Sitting on a deck in Raja Ampat, the water fading to black in front and beneath me, I perform a strange ritual. Like the four other people on this deck or at the tables behind me, I am waving my arm slowly overhead, searching for a signal.

In this corner of the world we are barely connected. The idea of a global network is alive, just out of reach. Once or twice a day TELSEL E springs to life and delivers the occasional email. More frequently it delivers only subject lines, leaving us curious as to the writer’s intent. Instagram displays pictures from several days ago with enthusiasm.

On some evenings between 6 and 11 pm, when the generator is running, there is satellite wifi. It is a finicky thing, ephemeral and varied. Weather affects it, I hear, or the breeze. In my own observations it works hesitantly or not at all. Waiting for these brief slivers networking is a tedious and laughable exercise that brings mosquito bites as often as data. Luckily all present are taking malaria pills.

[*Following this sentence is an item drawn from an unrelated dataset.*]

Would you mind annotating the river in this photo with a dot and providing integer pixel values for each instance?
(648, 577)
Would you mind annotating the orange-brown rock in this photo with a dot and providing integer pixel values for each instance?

The Internet, when found this way, in slivers of roaming or satellite data, feels far more fragile than the conduit of knowledge we’ve grown used to in the US. This is life not on the edge” but on the remote coasts of the world. Overhead here Orion is upside down and the moon sets early, a tiny sliver. Out in the bay between islands the occasional skiff motors, drawing a straight line between points, unconcerned about traffic.

The next morning we circumnavigate our private island with ease in a kayak, enjoying these flat seas. Here at the equator the world is beautiful and time goes slowly, just like the networks. We hear of the owner’s plans for a second resort, for more solar panels to supplement the generator’s few hours. He bemoans the lack of infrastructure, how machine parts have to come from Jakarta. The capital city is a five hour flight, a two hour ferry, and a thirty minute speed boat ride away. Nothing arrives next day. This is no great distress when fish can be caught and eggs gathered on island, but would concern everyone if water ran low.

To my right the next evening, on a raised wooden walkway connecting the eating deck and the shore, the resort owner sits, arms around his knees and hands on his phone. Like us he is searching for the signal, happily alive on this island but barely connected to the wider world.

Small job, big world

In a photo from decades ago two men hang over the prow of a large ship, painting it while under way. In white t-shirts and dark pants, some twenty feet below the deck, they eptiomize so much of the world to me. Long after the source of the photo has disappeared, I see them, tiny figures against the hulk of steel and the spread of the ocean below. They are two men with a regular job, a task of understandable skill if special magnitude and place. Painting, on a hot summer day, a giant expanse of metal.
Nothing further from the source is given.